Just like in the movie, there was a long wait to see the Wizard. I had to fill out a form with my needs and was told it would be 30-60 minutes before I would be served. Perhaps this is a tactic to weed out those not strong enough to face the Wizard? It didn’t matter to me. I write a blog about boobs and I have a reputation to protect so I wasn’t going anywhere.

When my name and number were finally called, the Wizard, (who turned out to be a petite blonde named Holly) escorted me into the back and got down to work with a tape measure. I explained that I had been fitted many times and that I wear a 38DDD but I knew I had grown a little bit. As it turns out, that would be the understatement of the year.

When the Wizard was through measuring and sizing me up with her eyes, she made her ruling. “I’m going to have you start by trying a 38G” she explained. That’s right, you read that correctly. A 38G. G as in girl. G as in grandiose. G as in GOOD GOD how did I ever GET so big? I remember my shock and horror when I moved up from a DD to a DDD for the first time. I enjoy having big boobs but I never wanted them freakishly big. This news was almost too much to take. . .and then the Wizard hit me with the kicker: “in the next few weeks and months, you’re only going to get bigger and bigger.”

I don’t know what I was expecting when I went in there but not this. After a few moments of shock, I gathered my thoughts and emotions and held my head (and boobs) high. OK, I said. I’ll try anything you’ve got. The Wizard disappeared and returned with a 38H. H as in the letter that comes after G. Why were the letters going up? Had I grown a cup size while she was picking out bras behind the curtain? The Wizard explained that she wanted to put me in something with room to grow. Fortunately, I was swimming in the H and we agreed it wasn’t necessary. . .yet.

I tried on a bunch of other suitors, many of which made me way too pointy. I told the Wizard I wanted more of a molded and less of a Madonna fit. Some of the next few were pretty but just too lacy. I was beginning to give up hope. Then, another woman behind the curtain emerged with the winner. Much to my surprise, it was a bra I blogged about just a few weeks ago: the Fantasie Smoothing Balcony bra. Only this time instead of a DDD or and E, I took home two in a 38G. If I couldn’t have my normal size, at least I could have an old friend by my side who was ready to take on my ever-expanding chest. As an added bonus, I also picked up an awesome black sports bra made by Anita.
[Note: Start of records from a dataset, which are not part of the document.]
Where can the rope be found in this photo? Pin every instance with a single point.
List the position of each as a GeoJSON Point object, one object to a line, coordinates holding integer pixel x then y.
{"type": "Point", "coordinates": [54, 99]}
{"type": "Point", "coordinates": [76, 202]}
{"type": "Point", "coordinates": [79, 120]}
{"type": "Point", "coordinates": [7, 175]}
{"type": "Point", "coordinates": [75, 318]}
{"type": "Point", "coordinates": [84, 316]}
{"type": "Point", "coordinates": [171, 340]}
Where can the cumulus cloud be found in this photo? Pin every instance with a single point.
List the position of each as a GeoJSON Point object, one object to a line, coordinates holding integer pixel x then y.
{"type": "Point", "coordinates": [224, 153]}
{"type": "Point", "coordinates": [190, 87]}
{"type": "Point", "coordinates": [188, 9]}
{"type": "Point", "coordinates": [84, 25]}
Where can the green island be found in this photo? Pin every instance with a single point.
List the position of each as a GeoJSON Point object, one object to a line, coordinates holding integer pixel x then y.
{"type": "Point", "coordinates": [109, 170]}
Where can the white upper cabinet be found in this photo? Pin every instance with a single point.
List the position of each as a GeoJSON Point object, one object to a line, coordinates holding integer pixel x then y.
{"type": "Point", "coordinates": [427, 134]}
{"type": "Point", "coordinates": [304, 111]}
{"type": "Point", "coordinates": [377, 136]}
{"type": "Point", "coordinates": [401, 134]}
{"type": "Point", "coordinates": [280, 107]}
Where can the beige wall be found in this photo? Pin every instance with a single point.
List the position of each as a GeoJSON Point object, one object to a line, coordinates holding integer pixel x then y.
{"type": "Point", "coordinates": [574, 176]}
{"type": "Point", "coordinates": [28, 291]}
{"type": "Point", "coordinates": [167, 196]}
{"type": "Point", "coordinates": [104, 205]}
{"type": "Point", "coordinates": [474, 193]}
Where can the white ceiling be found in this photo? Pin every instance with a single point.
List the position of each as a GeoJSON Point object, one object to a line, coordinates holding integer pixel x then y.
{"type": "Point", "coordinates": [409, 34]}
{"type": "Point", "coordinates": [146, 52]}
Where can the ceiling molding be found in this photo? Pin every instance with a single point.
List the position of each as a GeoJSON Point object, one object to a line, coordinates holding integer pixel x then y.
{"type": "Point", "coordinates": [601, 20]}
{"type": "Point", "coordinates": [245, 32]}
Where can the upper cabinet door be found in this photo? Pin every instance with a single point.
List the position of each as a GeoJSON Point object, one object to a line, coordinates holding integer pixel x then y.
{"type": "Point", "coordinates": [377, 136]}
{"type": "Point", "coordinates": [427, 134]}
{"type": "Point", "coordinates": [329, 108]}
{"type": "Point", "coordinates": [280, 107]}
When it was all over, I decided me and my boobs needed a nap. I woke up to find that my day wasn’t a dream at all and I now have not only a heart, brain, and courage, but the support I need to get though the next six months in style and comfort. I’ll keep you updated on my progress and my sizing. And even though I just cleaned out my bra drawer to make room for my new purchases, I’m keeping my name (3D) for now. There’s only so much change one boob blogger can take in a day. I may not be in Kansas anymore but I am just not ready to admit I’m in G-town yet.